Whitehot Magazine

“does he love me, does she love me not” Berlin based artist and performer Sophus presents Between Worlds, a fluid and fleeting solo-show currently running at The Opening Gallery.

 Fuck It, 2022. Charcoal, pigment on stained cotton canvas, coated in silicone. 24 x 27 in.
 

By CLARE GEMIMA June, 2023

Sophus documents his karmic interactions with the world around him whilst he frolics it freely, and “without the ego, please.” The artist’s multimedia paintings in Between Worlds detail personal heartbreak, revelation, and otherwise pivotal human experiences, expressed through the artist’s stream of consciousness.

Divorce, drug use, and other catastrophes are all gloriously documented, and spotlit by Tribeca’s daylight through The Opening Gallery’s windows, somehow beyond the fucking scaffolding. The exhibition also blatantly demonstrates and details Sophus’ self awareness, and as he wildly bounced from wall to wall almost finger spinning canvases upside down, an enormous amount of joy seeped through his constant movement. As he locked me in a glance only an enchanting European could finesse, he told me all about everything and everywhere he possibly could, but failed completely to keep still. The nomadic artist similarly weaves his sporadic physical whereabouts with his hopeful and wounded inner conscience, two elements woven and loud in his body of work. It also makes perfect sense that Sophus met the show’s curator, Alexandros Stavrakas, whilst in a hand-stand.

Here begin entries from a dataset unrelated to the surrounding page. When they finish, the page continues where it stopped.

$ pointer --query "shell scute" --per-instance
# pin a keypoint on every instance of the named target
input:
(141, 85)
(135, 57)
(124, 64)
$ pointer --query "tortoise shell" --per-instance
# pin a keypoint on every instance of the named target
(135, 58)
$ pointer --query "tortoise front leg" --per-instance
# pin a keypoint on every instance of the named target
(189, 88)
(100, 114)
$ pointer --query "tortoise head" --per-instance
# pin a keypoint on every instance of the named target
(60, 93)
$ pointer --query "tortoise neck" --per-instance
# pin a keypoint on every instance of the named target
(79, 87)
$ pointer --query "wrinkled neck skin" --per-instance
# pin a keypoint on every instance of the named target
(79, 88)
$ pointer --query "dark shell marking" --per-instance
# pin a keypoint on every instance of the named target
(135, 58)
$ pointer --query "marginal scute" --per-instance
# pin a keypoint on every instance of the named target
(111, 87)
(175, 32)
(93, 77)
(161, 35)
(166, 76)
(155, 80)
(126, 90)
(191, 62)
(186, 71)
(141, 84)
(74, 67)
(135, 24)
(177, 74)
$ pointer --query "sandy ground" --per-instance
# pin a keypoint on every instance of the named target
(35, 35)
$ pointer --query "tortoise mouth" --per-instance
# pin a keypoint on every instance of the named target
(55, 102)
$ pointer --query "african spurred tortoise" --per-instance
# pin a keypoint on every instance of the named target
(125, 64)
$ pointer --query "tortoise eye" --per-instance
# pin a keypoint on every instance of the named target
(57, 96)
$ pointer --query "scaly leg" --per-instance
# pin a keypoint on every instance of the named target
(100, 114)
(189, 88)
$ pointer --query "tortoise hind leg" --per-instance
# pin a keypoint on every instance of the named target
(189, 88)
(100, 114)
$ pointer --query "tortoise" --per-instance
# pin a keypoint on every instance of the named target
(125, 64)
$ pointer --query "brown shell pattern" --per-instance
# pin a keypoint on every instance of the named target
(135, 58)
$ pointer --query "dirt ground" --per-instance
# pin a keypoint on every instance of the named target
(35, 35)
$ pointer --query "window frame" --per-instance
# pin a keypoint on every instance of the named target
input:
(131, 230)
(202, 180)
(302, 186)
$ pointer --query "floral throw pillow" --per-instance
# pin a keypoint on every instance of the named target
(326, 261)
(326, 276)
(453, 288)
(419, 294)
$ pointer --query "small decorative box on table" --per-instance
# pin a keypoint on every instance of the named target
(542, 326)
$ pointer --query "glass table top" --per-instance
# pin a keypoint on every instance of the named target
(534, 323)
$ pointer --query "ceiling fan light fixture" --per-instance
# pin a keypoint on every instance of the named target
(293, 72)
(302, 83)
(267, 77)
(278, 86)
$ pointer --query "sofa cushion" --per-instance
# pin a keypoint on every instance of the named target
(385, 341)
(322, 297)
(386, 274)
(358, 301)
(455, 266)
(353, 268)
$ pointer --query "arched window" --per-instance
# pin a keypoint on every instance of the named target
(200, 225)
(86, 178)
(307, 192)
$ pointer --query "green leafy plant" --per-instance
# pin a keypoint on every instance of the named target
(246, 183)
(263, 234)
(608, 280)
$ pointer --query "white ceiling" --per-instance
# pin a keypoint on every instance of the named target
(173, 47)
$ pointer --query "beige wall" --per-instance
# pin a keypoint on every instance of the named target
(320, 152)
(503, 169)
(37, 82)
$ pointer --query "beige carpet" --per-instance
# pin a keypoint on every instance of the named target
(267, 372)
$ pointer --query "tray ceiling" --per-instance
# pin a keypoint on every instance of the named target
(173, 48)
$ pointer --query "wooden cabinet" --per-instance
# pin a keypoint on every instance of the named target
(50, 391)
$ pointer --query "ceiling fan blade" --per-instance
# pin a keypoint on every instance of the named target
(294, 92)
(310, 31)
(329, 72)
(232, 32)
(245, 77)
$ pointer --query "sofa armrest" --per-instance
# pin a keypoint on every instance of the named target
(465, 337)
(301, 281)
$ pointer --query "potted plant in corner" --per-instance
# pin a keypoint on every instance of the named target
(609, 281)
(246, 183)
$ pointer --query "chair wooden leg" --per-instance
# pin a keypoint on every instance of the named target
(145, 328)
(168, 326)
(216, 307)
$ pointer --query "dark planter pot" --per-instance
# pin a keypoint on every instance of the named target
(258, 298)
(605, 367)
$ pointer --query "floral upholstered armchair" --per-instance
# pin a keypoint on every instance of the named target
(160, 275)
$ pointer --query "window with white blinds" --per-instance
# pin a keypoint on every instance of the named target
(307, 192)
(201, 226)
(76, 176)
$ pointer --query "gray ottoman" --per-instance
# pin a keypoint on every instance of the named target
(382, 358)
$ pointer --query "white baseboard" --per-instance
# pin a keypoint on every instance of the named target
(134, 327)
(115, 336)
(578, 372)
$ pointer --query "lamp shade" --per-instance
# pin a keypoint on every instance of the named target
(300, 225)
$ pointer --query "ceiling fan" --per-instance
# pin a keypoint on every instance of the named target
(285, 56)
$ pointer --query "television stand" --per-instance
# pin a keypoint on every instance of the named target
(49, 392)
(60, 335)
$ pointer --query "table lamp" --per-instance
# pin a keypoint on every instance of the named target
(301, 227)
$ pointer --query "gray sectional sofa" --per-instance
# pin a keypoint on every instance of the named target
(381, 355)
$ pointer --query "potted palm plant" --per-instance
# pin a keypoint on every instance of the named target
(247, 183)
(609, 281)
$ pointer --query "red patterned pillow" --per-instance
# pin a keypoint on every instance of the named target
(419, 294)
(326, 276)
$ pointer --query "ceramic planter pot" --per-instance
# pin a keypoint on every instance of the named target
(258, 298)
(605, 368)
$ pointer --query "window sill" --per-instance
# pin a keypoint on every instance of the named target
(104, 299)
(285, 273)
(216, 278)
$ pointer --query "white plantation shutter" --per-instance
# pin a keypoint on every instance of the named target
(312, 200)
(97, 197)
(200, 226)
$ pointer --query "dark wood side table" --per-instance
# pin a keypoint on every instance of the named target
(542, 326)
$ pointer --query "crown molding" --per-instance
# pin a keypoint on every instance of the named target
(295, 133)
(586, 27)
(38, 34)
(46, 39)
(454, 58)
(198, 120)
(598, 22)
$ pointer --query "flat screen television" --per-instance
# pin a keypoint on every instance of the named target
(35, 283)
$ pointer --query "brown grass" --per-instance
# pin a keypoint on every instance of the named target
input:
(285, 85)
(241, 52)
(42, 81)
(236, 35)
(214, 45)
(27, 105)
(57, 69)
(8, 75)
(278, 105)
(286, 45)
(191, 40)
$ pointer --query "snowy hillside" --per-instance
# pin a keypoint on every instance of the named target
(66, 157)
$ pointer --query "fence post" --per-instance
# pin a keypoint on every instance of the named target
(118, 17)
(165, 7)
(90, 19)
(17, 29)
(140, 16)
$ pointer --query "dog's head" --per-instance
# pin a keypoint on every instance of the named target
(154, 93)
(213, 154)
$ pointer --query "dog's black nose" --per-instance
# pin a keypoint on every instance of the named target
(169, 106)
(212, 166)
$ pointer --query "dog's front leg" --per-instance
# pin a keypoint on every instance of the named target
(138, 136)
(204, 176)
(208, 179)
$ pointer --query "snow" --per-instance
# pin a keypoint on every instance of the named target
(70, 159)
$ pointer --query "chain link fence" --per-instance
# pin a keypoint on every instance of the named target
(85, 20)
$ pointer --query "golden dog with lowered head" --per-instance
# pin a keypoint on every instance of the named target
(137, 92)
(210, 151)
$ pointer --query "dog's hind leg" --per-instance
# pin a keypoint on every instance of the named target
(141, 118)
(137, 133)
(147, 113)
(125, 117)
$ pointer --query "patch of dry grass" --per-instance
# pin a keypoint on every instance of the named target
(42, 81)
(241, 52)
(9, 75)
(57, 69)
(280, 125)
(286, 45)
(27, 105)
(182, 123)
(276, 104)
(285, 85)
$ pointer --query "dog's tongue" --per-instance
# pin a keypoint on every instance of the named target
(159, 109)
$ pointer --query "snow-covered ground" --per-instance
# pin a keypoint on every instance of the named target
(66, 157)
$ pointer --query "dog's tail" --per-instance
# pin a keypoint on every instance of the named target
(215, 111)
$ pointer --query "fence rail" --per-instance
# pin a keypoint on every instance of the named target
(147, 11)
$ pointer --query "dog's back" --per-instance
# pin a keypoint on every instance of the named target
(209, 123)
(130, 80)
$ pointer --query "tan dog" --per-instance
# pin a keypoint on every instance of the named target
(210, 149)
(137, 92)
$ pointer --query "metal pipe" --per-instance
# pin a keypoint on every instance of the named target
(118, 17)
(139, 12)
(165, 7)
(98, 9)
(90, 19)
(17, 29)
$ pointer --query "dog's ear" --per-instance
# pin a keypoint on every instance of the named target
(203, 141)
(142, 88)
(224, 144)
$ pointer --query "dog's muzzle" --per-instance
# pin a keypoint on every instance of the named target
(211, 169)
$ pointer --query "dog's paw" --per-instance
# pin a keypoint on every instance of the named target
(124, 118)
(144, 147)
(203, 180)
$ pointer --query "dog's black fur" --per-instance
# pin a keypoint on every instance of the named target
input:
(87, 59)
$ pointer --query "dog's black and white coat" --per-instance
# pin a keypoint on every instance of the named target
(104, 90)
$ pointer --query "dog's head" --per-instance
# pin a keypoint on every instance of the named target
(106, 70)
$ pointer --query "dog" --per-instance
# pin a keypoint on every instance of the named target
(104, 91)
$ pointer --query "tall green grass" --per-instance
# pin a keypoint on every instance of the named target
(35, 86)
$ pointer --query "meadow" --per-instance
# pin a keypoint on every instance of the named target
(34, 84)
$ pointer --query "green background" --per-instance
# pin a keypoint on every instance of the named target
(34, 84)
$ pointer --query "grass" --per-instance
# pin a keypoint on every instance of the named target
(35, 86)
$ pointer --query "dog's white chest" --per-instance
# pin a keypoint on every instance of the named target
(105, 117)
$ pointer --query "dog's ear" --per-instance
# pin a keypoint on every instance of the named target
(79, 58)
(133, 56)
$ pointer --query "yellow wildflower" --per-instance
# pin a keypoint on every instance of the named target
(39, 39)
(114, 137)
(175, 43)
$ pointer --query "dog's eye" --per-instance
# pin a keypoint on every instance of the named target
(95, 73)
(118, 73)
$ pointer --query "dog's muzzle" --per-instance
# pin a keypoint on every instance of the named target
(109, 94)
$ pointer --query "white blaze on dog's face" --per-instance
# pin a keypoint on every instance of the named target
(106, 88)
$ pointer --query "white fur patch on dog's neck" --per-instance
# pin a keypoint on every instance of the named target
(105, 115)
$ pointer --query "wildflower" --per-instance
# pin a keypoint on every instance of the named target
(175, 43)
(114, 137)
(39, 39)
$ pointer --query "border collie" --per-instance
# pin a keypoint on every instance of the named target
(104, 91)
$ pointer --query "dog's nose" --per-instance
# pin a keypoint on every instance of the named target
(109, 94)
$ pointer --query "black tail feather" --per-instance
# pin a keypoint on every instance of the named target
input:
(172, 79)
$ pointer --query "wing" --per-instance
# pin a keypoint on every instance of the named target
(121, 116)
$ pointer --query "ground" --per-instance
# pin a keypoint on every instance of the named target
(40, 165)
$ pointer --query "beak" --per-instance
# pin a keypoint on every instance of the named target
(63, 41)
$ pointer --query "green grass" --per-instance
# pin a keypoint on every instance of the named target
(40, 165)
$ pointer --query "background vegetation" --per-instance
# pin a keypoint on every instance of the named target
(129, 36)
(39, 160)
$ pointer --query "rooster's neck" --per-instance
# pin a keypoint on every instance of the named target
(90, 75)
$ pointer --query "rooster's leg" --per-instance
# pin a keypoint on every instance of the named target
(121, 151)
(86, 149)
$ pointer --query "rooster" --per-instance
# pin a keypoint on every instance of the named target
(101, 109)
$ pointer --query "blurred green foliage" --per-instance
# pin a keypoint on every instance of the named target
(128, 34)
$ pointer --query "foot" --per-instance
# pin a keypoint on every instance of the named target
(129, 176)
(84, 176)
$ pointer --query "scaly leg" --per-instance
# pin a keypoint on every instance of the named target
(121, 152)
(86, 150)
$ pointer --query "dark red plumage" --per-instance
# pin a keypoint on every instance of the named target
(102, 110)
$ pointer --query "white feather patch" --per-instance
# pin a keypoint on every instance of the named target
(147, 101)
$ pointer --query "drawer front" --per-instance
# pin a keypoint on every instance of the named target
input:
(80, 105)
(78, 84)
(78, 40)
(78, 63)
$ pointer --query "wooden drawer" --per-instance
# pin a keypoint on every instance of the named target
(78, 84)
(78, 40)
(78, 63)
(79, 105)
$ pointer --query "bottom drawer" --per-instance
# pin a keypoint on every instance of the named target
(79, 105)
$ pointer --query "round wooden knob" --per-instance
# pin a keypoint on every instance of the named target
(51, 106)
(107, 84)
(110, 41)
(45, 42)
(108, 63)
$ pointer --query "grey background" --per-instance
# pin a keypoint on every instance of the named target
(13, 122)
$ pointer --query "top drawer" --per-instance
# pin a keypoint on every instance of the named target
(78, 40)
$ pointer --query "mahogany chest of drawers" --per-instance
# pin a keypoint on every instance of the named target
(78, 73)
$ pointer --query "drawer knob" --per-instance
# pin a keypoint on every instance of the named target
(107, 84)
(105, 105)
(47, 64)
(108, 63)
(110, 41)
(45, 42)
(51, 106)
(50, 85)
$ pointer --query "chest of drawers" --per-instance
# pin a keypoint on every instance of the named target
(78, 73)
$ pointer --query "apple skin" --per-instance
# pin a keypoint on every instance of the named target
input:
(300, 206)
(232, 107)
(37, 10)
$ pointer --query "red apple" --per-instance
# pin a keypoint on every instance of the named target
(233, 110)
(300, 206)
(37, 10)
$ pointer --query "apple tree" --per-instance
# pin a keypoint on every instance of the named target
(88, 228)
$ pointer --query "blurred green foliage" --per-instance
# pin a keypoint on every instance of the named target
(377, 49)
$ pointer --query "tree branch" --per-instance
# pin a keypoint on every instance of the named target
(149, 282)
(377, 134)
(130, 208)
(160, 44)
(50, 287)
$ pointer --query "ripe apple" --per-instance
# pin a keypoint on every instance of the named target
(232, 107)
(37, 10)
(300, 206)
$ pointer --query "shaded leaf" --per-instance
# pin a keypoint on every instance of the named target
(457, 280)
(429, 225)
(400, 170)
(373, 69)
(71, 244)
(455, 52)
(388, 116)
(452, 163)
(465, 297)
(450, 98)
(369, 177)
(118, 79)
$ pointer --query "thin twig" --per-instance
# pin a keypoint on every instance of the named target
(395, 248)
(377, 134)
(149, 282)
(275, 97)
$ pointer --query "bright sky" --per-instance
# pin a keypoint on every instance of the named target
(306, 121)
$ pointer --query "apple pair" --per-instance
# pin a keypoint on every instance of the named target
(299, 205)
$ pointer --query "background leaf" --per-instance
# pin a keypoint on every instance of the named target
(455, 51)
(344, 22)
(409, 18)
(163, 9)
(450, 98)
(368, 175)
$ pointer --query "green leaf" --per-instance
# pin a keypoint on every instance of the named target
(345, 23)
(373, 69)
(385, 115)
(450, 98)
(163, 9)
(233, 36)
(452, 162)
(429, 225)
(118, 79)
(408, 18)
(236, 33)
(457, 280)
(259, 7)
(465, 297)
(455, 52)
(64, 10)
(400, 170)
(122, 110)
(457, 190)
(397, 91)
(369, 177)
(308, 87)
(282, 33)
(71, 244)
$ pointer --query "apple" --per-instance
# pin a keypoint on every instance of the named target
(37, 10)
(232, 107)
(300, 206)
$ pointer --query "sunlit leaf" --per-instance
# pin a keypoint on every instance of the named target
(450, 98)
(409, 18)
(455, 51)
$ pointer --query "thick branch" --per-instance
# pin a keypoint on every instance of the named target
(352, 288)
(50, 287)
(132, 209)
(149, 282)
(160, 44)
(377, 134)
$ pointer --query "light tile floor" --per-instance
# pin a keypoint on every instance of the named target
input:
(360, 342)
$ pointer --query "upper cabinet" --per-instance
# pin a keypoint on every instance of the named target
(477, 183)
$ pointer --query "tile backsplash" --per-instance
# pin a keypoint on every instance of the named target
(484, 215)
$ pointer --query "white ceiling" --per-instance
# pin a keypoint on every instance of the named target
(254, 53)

Traipsing through parts of Africa, Europe, and India to collect specialised fabrics, each piece whether propped against the wall, or suspended from the ceiling has a completely inconsistent geographic history. Paintings such as Womb (2021), Fuck It, and Juicy Ego (both 2022), resonate as wise and well-travelled works of art, but God only knows where the artist himself has been. I’m pretty sure anyone would ponder this thought regardless of his incredibly eloquent accounts of devilish, and more angelic memories.

Womb

 

Various colored teas, and bodily excess/fluids are infinitely accessible mediums to the artist, used here to concoct beautiful contours of dandelion-esque plants sporting or sprouting teardrop-like shapes. Reminiscent of fallopian tubes, organs, and blood vessels, Sophus marries traditional fine and found art materials with cyclical uterine linings and skin tissue. In one piece, the letters L, A, U, R, and A , dot across the subject’s own menstrual blood in light of a peaceful truce between artist and muse. In Sun (2022), fibrous threads surface down the cotton canvas's middle in a raw and piercing and pretty hand-stitch. Not gorey, but gorgeous. Throughout a number of pieces, jelly-fish like films and plant-y strings are visually visceral and feel simultaneously familiar and foreign. Interwoven with personal odes like (“SMILE MORE”) and (“TRUE LOVE WILL FIND YOU IN THE _____ END”), Sophus invites viewers to sieve through petals, and fill in the blanks to understand what he finds the most sensual and organic (“PLEASURE”)’s in. WM

Between Worlds by Sophus runs at The Opening Gallery until June 27, 2023. 

 

 

Clare Gemima

Clare Gemima contributes art criticism to The Brooklyn Rail, Contemporary HUM, and other international art journals with a particular focus on immigrant painters and sculptors who have moved their practice to New York. She is currently a visual artist mentee in the New York Foundation of Art’s 2023 Immigrant mentorship program.